A rabbinical conference in Brunswick in 1844 ruled unanimously that Kol Nidre was superfluous and should be eliminated from the entire religious tradition. This decision led numerous congregations in Western Europe and many more Reform congregations in the United States to do just that, or to replace the words of the prayer with a Hebrew psalm while retaining its elegaic melody. Orthodox and Conservative congregations still recite the words.

The suggestion is false. Though the description of the incident in question is historically accurate (and some Western European and American Reform congregations abandoned Kol Nidre), on Erev Yom Kippur you can hear Kol Nidre being sung in virtually every Reform congregation in the world.

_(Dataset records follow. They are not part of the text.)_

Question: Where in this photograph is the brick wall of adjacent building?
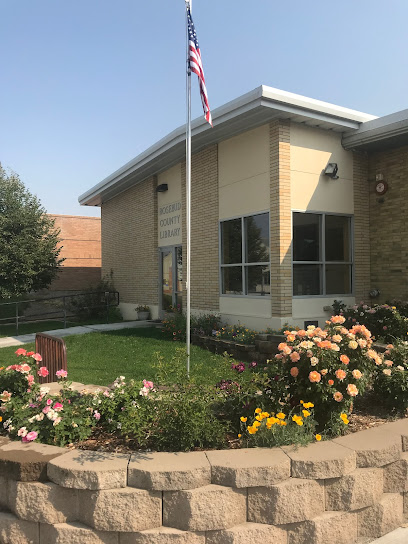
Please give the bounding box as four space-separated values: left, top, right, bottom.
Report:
102 177 158 304
353 152 371 302
269 120 292 317
181 145 219 311
48 214 101 291
368 146 408 302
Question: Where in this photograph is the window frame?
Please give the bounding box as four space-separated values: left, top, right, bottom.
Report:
291 210 355 299
218 210 272 300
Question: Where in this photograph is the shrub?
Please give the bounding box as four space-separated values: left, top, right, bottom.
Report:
374 340 408 411
0 348 94 446
260 316 382 427
341 302 408 342
70 277 122 321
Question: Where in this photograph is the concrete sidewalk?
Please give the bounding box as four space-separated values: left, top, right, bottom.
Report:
0 321 153 348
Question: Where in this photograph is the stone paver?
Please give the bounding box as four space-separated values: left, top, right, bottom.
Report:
325 468 384 511
163 485 247 531
79 487 162 532
0 439 67 482
206 448 290 488
332 425 402 468
282 441 356 480
128 452 211 491
248 478 325 525
48 450 130 490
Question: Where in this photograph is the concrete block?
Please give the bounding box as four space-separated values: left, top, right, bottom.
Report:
79 487 162 532
206 523 288 544
128 452 211 491
282 441 356 480
163 485 247 531
0 440 67 482
332 425 402 468
119 527 206 544
207 448 290 488
288 512 357 544
248 478 325 525
0 512 40 544
47 450 130 490
358 493 403 538
40 522 119 544
325 468 384 511
384 452 408 493
9 480 78 524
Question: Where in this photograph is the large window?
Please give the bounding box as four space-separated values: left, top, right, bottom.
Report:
221 213 271 296
293 212 353 296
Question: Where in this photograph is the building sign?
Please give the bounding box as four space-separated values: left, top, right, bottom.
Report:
158 201 182 246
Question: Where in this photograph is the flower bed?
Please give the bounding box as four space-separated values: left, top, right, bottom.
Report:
0 420 408 544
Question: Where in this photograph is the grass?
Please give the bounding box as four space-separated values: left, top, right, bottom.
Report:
0 327 242 385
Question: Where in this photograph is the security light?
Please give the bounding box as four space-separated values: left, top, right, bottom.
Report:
324 162 339 179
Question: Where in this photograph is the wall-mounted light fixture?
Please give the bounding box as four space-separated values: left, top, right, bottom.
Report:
324 162 339 179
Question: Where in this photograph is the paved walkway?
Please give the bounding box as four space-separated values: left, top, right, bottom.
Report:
0 321 152 348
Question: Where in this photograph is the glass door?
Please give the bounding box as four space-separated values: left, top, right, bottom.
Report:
159 246 183 314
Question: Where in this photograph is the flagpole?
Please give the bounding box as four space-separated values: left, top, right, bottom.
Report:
185 0 191 377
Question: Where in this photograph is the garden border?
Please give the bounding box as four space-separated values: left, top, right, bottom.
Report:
0 419 408 544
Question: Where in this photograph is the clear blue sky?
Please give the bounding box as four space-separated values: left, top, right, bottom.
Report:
0 0 408 215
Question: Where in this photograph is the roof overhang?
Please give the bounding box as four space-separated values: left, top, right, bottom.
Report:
79 85 376 206
342 110 408 151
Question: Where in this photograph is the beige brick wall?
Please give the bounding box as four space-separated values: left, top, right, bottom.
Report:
368 146 408 302
353 152 370 303
269 120 292 317
181 145 219 311
102 177 158 304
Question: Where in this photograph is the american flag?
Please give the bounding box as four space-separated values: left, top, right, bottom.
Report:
186 4 212 126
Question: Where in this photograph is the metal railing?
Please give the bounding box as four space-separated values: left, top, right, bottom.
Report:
0 291 119 335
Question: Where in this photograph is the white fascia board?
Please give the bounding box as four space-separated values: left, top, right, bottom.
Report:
78 85 376 205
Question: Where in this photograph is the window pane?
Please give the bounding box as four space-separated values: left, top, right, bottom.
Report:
221 219 242 264
221 266 243 295
293 264 322 297
293 213 321 261
244 213 269 263
325 215 351 262
326 264 351 295
245 265 271 296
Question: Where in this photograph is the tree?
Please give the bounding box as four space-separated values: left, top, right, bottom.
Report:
0 164 63 298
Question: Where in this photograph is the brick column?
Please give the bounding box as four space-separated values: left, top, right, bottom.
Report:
269 120 292 317
181 145 219 311
353 152 370 302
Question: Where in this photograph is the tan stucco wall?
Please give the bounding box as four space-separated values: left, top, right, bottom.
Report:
290 123 354 214
157 163 183 247
218 125 269 219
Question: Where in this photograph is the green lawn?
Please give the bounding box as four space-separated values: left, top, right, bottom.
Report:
0 328 236 385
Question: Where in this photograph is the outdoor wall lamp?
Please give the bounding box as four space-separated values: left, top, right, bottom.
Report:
324 162 339 179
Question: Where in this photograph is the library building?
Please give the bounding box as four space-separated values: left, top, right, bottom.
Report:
79 86 408 330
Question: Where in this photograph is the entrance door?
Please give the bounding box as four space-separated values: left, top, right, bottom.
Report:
159 246 183 315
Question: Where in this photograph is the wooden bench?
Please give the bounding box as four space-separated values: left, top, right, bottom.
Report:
35 332 67 383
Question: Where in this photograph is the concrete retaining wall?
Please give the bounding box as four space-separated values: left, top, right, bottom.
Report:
0 419 408 544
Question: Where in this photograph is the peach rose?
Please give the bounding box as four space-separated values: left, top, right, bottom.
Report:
309 370 322 383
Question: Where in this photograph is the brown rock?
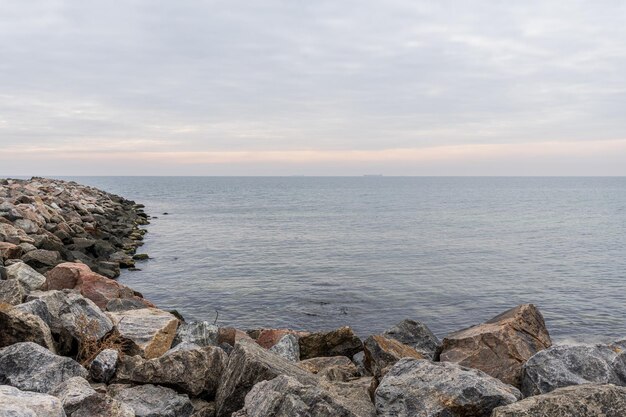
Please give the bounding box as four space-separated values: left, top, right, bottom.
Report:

Reform Jews have every reason to give up the prayer, since it largely deals with the halakhic (Jewish legal) system of vows. One tenet of Reform Judaism is a distancing from that legal tradition. The problem is that Kol Nidre is so important to Jewish culture and psyche that it cannot be removed, even if its actual meaning is ideologically inconsistant with what most people in the pews actually believe.

Re: Kol Nidre and Reform Jews
by fsilber
It's conceivable that even if German Jews removed it from the Reform liturgy, it may have been restored in many Temples and new members of Eastern European ancestry wanted it back for sentimental reasons.